Diez y para Cuba. Ya he cumplido mi parte de la lucha por mi pueblo, además, cada vez entiendo menos a la cúpula dirigente, siempre sentados en Francia, sin mojarse el culo, cada vez más cerca de los nazis de PNV, cada vez más Euskal Herría y menos revolución.

A mi la tierra me importa un carajo, yo soy gente de mar, no tengo tierra, yo lucho por el socialismo y ya se me están hinchando los cojones de tanto cura y leyes viejas. Que parecemos requetés de mierda.

Me seco el sudor, mierda de Sevilla, que asco de sitio. Estoy empapado con la mierda del abrigo, cualquiera que me vea…

Ya salen… mierda, no va solo… ¿Quién puñetas es esa tía?, seguro que es su secretaria. Mierda de políticos, tienen que ir al baño con secretaria…

Que cojones, para adelante también, mira por donde aquí viene el pasaporte para cuba.

No tienen ni idea de lo que pasa, él me mira con cara de molestia, otro gorrilla, ella si parece que sabe que algo no funciona…

Tengo que ajustar los disparos, tengo solo un cargador, no puedo fallar. No mires a sus caras, dispara y listo. Uno, dos, tres, cuatro y cinco. Al final ella se soltó de la mano pero no fue capaz de correr… Seis, en la cabeza y el último en la sién.

Hay que salir corriendo, empieza a salir gente.

Voy a tirar el abrigo y la pistola, ahora solo hay que correr y esperar que no me pillen. El trabajo está hecho, Cuba me está esperando, corre hasta que te revienten los pulmones. Mierda de calor del sur y mierda de callejones empedrados, esta ciudad es una asco. Como odio Sevilla.

El concejal delegado de Hacienda y portavoz del PP en el Ayuntamiento de Sevilla, Alberto Jiménez Becerril, y su esposa, Asunción García Ortiz, ambos de 37 años, murieron hoy asesinados a tiros en un posible atentado terrorista en la calle de Don Remondo de Sevilla, a escasos metros de la Giralda, según informaron esta madrugada fuentes policiales. Todos los indicios apuntan a la banda terrorista ETA. Los hechos se produjeron a la 1.24 de la madrugada. Uno o dos desconocidos, según las fuentes policiales, se acercaron a la pareja, que regresaba a su casa después de cenar con unos amigos. Les dispararon a quemarropa varios tiros. La munición recogida en el lugar de los hechos es del calibre 9 milímetros parabellum, habitualmente utilizada por la banda terrorista ETA.(*)

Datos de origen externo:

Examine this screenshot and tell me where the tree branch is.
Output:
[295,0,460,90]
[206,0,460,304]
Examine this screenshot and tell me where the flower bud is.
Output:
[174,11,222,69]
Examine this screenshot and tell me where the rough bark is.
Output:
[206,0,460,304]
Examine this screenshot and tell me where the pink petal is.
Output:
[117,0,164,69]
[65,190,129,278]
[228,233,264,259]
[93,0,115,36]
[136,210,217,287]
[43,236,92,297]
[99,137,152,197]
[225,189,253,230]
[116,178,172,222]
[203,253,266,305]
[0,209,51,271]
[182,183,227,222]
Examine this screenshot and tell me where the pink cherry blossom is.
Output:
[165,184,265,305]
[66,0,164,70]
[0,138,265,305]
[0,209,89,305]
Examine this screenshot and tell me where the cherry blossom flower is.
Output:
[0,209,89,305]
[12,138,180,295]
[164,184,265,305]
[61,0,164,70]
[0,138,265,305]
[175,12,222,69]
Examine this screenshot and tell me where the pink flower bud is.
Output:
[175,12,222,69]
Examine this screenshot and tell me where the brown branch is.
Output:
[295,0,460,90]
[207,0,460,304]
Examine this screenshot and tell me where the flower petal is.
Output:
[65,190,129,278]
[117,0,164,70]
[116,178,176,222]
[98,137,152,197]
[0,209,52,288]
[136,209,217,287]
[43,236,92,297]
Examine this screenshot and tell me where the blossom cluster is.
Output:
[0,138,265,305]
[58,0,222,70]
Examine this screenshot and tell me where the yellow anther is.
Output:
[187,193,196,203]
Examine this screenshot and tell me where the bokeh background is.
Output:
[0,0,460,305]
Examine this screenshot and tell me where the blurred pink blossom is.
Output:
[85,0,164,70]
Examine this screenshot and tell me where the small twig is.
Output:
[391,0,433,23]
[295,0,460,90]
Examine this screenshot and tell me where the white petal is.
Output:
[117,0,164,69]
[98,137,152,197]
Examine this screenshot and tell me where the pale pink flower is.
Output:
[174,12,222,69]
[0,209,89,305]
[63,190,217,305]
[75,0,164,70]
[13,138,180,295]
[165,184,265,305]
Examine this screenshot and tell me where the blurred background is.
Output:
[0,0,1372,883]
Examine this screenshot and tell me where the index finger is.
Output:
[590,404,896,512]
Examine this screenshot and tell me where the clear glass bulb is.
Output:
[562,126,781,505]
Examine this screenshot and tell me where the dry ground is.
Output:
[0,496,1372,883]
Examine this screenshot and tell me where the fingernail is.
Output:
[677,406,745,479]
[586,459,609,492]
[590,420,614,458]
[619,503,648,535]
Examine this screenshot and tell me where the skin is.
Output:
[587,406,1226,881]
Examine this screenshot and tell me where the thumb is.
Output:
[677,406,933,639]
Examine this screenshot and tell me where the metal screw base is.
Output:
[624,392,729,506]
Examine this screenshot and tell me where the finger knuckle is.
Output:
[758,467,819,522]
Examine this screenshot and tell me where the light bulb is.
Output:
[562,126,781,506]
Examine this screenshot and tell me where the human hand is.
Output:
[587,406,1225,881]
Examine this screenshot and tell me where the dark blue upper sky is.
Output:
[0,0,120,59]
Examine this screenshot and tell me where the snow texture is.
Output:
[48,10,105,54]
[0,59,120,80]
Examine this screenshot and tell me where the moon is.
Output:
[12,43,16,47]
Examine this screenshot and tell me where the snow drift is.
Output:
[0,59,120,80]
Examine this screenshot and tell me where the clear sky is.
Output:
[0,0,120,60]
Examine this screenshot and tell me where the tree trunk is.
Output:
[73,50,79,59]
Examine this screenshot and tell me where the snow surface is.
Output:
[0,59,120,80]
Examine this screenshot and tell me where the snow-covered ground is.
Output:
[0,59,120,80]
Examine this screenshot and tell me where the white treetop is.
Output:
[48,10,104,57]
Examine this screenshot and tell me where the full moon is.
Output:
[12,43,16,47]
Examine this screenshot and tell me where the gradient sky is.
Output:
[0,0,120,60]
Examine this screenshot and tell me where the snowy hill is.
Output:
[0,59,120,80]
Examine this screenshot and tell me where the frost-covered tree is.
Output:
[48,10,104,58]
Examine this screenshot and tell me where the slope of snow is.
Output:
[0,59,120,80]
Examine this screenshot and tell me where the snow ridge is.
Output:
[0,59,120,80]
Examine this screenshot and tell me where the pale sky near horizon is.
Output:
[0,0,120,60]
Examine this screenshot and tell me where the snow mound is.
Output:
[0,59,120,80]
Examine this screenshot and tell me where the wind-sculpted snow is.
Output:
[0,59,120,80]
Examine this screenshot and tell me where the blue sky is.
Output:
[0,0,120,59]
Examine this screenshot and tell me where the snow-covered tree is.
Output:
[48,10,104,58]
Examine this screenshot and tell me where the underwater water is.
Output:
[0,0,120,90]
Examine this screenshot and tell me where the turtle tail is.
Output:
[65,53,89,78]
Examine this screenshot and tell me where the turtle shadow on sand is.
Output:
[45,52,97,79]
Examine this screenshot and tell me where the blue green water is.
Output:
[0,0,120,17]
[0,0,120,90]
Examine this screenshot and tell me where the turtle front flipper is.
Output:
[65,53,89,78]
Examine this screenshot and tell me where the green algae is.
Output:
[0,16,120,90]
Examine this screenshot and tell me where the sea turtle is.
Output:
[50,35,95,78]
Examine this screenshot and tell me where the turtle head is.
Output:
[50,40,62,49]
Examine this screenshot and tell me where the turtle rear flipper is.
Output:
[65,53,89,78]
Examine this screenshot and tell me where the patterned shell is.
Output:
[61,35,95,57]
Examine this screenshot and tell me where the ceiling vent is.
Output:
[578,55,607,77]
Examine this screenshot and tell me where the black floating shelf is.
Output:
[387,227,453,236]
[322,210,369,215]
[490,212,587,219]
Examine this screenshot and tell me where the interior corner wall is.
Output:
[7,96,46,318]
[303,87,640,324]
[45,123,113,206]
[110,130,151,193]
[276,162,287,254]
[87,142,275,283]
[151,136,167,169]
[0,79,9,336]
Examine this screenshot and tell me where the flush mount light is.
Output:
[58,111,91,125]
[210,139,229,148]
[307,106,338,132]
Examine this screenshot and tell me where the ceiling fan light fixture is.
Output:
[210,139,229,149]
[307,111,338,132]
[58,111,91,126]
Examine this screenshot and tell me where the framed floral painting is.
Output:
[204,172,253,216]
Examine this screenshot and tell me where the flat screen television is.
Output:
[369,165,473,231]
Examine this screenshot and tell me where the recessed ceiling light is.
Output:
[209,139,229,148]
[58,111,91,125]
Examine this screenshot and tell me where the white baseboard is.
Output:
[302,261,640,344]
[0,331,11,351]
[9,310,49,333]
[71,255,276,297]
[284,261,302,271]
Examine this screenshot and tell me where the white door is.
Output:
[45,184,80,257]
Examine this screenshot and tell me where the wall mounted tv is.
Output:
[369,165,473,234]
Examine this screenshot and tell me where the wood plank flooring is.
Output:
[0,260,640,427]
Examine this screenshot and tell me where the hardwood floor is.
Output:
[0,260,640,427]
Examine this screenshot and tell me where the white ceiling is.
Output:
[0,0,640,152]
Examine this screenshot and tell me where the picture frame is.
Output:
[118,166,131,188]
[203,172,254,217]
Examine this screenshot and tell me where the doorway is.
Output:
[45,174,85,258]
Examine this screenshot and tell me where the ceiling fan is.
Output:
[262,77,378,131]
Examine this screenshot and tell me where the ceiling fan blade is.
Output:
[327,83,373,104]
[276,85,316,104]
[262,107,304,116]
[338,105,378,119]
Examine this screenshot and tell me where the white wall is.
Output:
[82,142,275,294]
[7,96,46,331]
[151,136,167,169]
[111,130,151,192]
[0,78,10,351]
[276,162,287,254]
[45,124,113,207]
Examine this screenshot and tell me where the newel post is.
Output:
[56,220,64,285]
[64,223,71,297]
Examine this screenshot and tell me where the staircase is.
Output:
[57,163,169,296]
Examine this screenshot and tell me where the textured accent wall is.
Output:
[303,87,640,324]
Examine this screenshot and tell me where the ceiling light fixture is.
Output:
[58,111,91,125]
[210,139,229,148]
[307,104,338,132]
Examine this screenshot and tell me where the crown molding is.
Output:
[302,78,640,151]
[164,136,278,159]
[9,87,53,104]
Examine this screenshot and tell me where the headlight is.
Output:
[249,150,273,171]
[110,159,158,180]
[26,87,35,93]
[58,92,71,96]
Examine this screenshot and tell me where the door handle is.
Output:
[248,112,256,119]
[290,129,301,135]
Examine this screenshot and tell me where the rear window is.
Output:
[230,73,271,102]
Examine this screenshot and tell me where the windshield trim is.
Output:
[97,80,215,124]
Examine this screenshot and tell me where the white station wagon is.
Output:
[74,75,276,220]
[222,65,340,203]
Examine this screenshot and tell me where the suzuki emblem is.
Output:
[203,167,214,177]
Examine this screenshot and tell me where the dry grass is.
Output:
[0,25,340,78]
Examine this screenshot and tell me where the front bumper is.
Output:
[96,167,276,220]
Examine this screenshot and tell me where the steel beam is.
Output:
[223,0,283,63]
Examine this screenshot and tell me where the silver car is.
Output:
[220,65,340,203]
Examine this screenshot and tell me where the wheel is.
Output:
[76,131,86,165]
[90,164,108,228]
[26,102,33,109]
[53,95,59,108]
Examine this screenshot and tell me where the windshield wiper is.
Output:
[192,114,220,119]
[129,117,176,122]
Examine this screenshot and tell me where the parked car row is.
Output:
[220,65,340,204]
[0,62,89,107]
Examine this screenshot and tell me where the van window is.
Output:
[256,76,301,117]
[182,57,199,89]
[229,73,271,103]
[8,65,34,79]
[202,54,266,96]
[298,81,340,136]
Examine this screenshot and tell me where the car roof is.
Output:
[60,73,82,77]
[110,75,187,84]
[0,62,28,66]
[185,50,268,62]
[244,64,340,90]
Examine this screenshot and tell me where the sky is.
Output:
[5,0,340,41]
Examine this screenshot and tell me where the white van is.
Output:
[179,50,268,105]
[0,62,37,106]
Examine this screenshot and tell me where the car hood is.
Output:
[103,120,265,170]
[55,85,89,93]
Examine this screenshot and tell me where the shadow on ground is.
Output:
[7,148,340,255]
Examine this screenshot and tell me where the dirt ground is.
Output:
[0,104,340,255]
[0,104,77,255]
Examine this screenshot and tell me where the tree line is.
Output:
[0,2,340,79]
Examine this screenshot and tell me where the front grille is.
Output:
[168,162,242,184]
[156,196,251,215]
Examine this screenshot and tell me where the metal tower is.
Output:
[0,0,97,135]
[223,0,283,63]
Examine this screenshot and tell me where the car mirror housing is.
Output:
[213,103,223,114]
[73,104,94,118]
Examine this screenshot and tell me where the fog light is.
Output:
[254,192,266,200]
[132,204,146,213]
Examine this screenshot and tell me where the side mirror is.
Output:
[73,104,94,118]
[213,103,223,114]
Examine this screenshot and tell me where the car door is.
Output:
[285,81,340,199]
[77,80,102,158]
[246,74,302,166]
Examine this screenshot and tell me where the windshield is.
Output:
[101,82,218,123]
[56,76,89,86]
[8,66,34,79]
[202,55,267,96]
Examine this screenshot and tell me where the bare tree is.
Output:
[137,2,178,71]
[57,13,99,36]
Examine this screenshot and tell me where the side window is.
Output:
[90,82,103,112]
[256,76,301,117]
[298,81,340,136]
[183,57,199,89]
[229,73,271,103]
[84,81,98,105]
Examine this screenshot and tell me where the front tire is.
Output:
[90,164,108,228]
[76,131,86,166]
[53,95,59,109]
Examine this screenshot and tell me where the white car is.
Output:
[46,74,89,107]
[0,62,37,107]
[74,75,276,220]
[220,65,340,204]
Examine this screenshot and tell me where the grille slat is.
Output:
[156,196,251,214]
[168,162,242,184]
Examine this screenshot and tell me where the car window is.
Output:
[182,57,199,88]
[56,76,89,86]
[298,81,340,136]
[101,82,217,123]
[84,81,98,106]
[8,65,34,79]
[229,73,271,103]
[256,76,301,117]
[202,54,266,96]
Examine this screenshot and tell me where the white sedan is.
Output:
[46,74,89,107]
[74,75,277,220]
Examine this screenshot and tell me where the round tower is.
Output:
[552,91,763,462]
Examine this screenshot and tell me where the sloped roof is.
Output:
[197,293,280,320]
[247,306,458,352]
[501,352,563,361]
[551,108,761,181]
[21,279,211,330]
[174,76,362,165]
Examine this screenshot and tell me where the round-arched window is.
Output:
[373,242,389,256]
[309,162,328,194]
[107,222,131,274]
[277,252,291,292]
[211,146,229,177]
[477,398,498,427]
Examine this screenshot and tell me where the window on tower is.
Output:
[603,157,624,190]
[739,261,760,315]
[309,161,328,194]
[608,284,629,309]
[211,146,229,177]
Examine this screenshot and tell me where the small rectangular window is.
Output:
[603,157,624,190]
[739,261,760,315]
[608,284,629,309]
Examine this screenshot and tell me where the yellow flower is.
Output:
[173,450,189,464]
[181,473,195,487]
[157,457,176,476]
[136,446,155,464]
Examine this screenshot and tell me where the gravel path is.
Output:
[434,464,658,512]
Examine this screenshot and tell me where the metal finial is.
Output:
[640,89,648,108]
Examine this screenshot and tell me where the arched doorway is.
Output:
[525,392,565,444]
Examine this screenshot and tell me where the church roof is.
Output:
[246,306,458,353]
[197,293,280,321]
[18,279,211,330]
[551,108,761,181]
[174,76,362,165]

* Este articulo apareció en la edición impresa de EL PAÍS del Viernes, 30 de enero de 1998

ASESINATO:

Alberto Jiménez-Becerril era concejal del ayuntamiento de Sevilla desde hacía doce años, elegido en las listas del Partido Popular, que en esos momentos ostentaba la alcaldía en la persona de Soledad Becerril. Desempeñaba los cargos de segundo teniente de alcalde y delegado municipal de Hacienda.

El 30 de enero de 1998 Jiménez-Becerril y su mujer, Ascensión García Ortiz, procuradora de los juzgados de Sevilla, fueron asesinados por un miembro de ETA en una calle del casco histórico de Sevilla cuando regresaban a su domicilio en torno a la una de la madrugada. En el momento de su muerte tenía 37 años y tenían tres hijos de cuatro, siete y ocho años.

Su asesinato causó gran consternación en la ciudad y por su capilla ardiente pasaron unas 45.000 personas.